Dr. Kafare holds an M.E. degree in Electronics and Telecommunication, as well as a B.E. in Electronics. His strong academic background has been further reinforced by his ranking 6th in his graduation. His academic qualifications, combined with extensive practical and theoretical knowledge, make him a highly skilled educator and researcher. His ongoing Ph.D. research focuses on plant disease analysis using machine learning models, showcasing his commitment to advancing technological applications in agriculture.

Experience

Having joined STES on September 7, 2022, Dr. Kafare brings with him a wealth of experience in academia and industry. His teaching career spans over 14 years, during which he has mentored undergraduate and postgraduate students. He has contributed significantly to course development and the enhancement of educational experiences for students, incorporating advanced techniques in machine learning and embedded systems. Additionally, Dr. Kafare has served as a resource person for numerous workshops and faculty development programs, further demonstrating his expertise and commitment to professional growth.

Research Interests

Dr. Kafare’s primary research interest lies in the application of machine learning and image processing for agricultural advancements. His Ph.D. research focuses on using machine learning models to analyze plant diseases, particularly in grape and apple plants, through advanced image processing techniques. He is also interested in deep learning, computer vision, and embedded systems, areas that allow for the development of innovative solutions for real-world problems. Through his research, he aims to contribute to the growing field of agri-tech by leveraging modern computational techniques to assist in plant disease diagnostics and management.

Awards

Dr. Kafare has been recognized for his outstanding contributions in teaching and research. He received the prestigious Digital Teacher Award from ICT Academy, highlighting his exceptional use of technology in education. Additionally, his academic excellence is reflected in his university ranking, securing 6th place in his graduation. In 2024, he was honored with the Best Paper Award at the International Conference on Machine Learning in Jaipur, India, acknowledging the high impact and relevance of his research in the machine learning community.

Publications

Dr. Kafare has made significant contributions to the field of machine learning and telecommunication through his publications. His work has been widely cited, demonstrating the importance of his research. Below is a list of selected publications:

Kafare, T.V. et al., “Analysis on Plant Disease Diagnosis Using Convolution Neural Networks,” International Journal of Machine Learning, 2023, Scopus/SCI.
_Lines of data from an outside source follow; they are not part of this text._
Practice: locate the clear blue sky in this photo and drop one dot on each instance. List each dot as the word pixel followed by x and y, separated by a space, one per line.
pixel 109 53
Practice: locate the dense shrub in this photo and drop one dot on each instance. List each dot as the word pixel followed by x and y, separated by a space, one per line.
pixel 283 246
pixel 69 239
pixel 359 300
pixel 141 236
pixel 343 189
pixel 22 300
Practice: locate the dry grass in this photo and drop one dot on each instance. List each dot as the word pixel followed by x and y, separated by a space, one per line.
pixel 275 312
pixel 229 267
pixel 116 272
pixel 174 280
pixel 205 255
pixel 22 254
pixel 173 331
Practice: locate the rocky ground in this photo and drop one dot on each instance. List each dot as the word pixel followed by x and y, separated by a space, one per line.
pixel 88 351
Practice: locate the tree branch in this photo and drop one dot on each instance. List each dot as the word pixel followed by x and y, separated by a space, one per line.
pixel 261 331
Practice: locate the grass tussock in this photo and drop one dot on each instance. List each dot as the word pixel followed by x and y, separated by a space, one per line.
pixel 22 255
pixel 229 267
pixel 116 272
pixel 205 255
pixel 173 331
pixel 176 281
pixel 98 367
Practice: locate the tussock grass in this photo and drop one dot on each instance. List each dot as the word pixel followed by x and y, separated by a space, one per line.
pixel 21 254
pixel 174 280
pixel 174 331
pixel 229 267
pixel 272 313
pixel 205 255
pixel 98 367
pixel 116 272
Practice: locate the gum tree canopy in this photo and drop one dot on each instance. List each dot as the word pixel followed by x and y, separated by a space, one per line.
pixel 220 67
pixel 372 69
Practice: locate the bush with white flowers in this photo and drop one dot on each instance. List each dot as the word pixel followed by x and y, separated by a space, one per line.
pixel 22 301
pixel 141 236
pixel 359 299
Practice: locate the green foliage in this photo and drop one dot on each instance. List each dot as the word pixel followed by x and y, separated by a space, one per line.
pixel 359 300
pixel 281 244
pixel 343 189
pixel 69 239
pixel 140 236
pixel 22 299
Kafare, T.V. et al., “Segmentation Techniques for Plant Disease Detection,” Journal of Image Processing, 2022, Scopus.

Kafare, T.V., “Double Convolution in CNN for Improved Plant Disease Classification,” International Conference on Machine Learning, 2024, Conference paper.
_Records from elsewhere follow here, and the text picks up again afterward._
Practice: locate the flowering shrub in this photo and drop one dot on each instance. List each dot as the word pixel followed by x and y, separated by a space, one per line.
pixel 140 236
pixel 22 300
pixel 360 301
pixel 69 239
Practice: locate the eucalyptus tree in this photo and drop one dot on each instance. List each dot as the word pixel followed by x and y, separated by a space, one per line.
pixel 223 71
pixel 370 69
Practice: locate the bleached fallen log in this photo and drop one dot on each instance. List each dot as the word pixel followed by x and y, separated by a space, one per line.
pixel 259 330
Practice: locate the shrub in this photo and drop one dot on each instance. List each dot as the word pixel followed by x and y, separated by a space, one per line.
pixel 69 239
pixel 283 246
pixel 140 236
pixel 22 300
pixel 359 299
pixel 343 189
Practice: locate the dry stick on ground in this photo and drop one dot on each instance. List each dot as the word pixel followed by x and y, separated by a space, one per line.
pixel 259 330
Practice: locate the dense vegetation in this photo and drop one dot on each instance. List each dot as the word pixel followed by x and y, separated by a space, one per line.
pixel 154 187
Kafare, T.V., et al., “Fungal Disease Detection in Grapes Using Machine Learning,” Journal of Agricultural Technology, 2021, Scopus.

Conclusion

Dr. Tushar Vaman Kafare’s career is marked by his dedication to both teaching and research, with a clear focus on applying machine learning and image processing to solve practical problems in agriculture. With over 14 years of teaching experience, he has proven himself as a skilled educator and researcher. His ongoing Ph.D. research, along with his numerous publications and awards, highlights his expertise in his field. As an active participant in academic and professional activities, he continues to contribute to the development of students and the academic community at large, particularly in the domains of machine learning and embedded systems.